Re: Trying to understand why a query is filtering when there is a composite index - Mailing list pgsql-performance

From Shiv Iyer
Subject Re: Trying to understand why a query is filtering when there is a composite index
Date
Msg-id CAALLqt-xk0ckt9s_9OvsNfcFZOxgo4QdpkxoWz6xne7Y7OGDdg@mail.gmail.com
Whole thread Raw
In response to Trying to understand why a query is filtering when there is a composite index  ("Stephen Samuel (Sam)" <sam@sksamuel.com>)
List pgsql-performance
Hello, 

The query's behavior is expected due to how PostgreSQL handles composite indexes and MVCC. The index on `(a, b)` is used efficiently for the `a` condition, but the `b IN (<ids>)` filter is more complex, leading to additional filtering rather than direct index usage. Although the index-only scan is utilized, heap fetches still occur to verify tuple visibility, a necessary step when the visibility map doesn’t confirm visibility or to apply the `b` filter accurately. This is standard in PostgreSQL’s handling of such queries, ensuring data consistency and accuracy. Performance remains good, but these heap fetches could be optimized if needed by reconsidering the index structure or query design. Thank you! 

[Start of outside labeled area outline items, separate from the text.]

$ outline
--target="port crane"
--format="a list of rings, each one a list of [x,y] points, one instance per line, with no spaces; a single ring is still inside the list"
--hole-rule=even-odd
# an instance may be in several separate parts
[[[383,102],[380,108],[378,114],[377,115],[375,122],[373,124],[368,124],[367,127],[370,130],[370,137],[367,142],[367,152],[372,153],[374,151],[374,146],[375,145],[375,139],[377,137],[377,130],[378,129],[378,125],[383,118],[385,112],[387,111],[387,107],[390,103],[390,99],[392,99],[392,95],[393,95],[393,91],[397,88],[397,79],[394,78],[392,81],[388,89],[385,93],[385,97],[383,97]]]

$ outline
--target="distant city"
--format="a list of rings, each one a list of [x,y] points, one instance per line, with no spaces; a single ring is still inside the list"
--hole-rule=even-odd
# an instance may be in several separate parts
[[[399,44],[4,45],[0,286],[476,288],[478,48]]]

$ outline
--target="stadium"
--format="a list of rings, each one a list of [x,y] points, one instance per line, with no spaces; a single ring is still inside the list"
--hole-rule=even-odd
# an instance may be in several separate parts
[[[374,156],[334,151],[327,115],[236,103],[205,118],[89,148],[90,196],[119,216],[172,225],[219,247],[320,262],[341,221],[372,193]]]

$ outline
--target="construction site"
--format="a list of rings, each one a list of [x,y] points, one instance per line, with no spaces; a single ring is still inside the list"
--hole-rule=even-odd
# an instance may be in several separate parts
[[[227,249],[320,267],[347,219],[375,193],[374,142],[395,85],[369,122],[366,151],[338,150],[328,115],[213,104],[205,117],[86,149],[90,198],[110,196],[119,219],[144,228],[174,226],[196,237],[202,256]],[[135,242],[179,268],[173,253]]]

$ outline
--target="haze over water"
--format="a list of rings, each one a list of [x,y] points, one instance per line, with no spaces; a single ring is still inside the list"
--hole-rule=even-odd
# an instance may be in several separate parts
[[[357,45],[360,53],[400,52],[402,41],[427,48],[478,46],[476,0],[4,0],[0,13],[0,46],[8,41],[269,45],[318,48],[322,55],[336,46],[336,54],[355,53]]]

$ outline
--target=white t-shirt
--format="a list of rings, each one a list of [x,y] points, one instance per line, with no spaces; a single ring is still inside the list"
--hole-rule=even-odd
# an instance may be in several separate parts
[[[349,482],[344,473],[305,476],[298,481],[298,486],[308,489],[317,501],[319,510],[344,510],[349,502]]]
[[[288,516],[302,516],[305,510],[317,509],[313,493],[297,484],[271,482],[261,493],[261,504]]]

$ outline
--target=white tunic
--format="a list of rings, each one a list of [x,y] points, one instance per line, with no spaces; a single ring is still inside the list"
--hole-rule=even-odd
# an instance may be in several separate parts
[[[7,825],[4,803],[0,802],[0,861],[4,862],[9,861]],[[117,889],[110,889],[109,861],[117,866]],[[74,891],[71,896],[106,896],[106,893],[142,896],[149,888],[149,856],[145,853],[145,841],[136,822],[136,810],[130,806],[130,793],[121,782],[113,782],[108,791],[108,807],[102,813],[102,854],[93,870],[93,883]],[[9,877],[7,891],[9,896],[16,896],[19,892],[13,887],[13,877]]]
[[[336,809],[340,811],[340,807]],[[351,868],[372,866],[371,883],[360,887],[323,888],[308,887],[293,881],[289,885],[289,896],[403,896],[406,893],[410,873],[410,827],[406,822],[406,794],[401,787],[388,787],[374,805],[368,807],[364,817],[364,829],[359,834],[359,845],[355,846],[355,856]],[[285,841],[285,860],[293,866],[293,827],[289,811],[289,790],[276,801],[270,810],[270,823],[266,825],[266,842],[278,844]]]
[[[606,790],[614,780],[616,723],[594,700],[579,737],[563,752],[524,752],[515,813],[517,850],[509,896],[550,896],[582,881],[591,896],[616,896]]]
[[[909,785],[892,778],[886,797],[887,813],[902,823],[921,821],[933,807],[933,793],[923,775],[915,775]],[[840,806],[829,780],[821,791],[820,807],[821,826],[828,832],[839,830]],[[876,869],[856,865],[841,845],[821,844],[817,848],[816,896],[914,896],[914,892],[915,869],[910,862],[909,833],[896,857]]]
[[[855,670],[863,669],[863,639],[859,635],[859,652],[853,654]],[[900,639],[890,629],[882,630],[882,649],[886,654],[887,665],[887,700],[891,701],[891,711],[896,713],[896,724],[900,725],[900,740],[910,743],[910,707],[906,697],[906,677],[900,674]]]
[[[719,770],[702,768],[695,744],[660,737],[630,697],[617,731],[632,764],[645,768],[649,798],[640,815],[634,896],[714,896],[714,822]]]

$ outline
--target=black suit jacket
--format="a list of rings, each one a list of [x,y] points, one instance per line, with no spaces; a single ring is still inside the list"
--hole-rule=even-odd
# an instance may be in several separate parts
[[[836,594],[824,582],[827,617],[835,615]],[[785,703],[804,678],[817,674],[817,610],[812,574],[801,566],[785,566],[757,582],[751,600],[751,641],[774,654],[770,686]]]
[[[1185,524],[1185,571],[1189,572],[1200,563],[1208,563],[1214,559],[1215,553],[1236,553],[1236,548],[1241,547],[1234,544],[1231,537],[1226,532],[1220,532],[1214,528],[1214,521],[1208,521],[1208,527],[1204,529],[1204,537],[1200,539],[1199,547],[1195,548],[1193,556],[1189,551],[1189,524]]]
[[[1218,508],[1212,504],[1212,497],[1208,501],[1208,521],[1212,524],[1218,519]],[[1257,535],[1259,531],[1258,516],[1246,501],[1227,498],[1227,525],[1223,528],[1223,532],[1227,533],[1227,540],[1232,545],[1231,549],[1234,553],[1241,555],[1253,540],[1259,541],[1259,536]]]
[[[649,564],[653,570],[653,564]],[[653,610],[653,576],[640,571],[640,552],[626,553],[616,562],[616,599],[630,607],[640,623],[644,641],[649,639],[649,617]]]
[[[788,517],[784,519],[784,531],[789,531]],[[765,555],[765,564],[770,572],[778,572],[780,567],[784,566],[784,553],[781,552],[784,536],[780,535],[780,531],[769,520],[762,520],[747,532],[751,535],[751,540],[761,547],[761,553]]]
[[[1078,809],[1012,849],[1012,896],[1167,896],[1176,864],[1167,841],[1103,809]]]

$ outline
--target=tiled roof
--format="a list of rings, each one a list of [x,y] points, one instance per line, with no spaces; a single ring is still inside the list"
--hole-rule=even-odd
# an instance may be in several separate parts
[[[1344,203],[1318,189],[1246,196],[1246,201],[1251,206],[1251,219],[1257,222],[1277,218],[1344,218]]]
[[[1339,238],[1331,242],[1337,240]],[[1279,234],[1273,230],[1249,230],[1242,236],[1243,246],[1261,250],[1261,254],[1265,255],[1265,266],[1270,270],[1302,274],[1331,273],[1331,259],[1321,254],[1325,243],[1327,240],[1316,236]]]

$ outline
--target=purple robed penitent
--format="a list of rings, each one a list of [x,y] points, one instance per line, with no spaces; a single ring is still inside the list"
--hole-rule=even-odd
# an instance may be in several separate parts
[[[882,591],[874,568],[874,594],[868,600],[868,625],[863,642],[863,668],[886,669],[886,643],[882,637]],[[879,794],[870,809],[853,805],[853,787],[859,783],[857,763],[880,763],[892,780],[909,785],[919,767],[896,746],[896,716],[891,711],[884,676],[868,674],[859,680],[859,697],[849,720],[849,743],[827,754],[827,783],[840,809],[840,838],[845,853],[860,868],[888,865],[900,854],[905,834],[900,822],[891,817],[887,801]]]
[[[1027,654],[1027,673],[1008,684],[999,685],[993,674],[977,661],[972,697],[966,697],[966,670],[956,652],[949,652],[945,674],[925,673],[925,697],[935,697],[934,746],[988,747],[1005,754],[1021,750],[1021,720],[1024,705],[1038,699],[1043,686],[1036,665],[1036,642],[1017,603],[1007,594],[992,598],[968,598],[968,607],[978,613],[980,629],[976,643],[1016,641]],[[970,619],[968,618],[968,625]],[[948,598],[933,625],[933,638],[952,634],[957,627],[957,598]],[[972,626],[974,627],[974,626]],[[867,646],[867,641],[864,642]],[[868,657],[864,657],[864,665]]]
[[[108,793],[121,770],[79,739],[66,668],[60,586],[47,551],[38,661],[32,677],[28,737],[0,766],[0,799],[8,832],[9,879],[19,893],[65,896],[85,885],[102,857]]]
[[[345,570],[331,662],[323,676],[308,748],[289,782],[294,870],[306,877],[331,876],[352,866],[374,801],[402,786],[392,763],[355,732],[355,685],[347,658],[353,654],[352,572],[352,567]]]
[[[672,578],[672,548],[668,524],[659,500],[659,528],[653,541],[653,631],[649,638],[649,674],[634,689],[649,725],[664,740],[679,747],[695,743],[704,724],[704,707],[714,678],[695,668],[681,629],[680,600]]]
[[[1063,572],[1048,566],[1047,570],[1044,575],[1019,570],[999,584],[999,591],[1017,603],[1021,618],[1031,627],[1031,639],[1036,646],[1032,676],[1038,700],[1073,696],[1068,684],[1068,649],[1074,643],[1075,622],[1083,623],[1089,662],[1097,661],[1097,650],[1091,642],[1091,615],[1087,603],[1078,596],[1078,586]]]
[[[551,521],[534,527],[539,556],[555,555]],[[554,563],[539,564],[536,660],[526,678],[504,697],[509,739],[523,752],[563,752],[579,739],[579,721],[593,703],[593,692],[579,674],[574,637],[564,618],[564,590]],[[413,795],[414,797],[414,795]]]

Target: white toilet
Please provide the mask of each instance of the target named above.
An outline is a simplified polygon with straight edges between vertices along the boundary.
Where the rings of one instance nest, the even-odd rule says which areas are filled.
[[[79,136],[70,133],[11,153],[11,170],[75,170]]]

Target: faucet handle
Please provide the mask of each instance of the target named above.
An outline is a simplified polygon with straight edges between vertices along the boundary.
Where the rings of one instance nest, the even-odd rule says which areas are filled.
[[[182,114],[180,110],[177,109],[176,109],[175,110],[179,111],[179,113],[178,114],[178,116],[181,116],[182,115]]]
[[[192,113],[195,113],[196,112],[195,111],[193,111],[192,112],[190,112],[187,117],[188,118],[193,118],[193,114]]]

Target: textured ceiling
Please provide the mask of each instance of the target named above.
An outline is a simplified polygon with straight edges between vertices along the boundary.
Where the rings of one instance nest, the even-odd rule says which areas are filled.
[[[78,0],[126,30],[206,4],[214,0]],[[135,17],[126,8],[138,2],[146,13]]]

On Mon, Aug 19, 2024 at 7:26 AM Stephen Samuel (Sam) <sam@sksamuel.com> wrote:
Hi folks.

I have a table with 4.5m rows per partition (16 partitions) (I know, very small, probably didn't need to be partitioned).

The table has two columns, a bigint and b text.
There is a unique index on (a,b)
The query is:

SELECT b
FROM table
WHERE a = <id>
AND b IN (<ids>)

The visibility map is almost exclusively true.
This table gets few updates.

The planner says index only scan, but is filtering on b.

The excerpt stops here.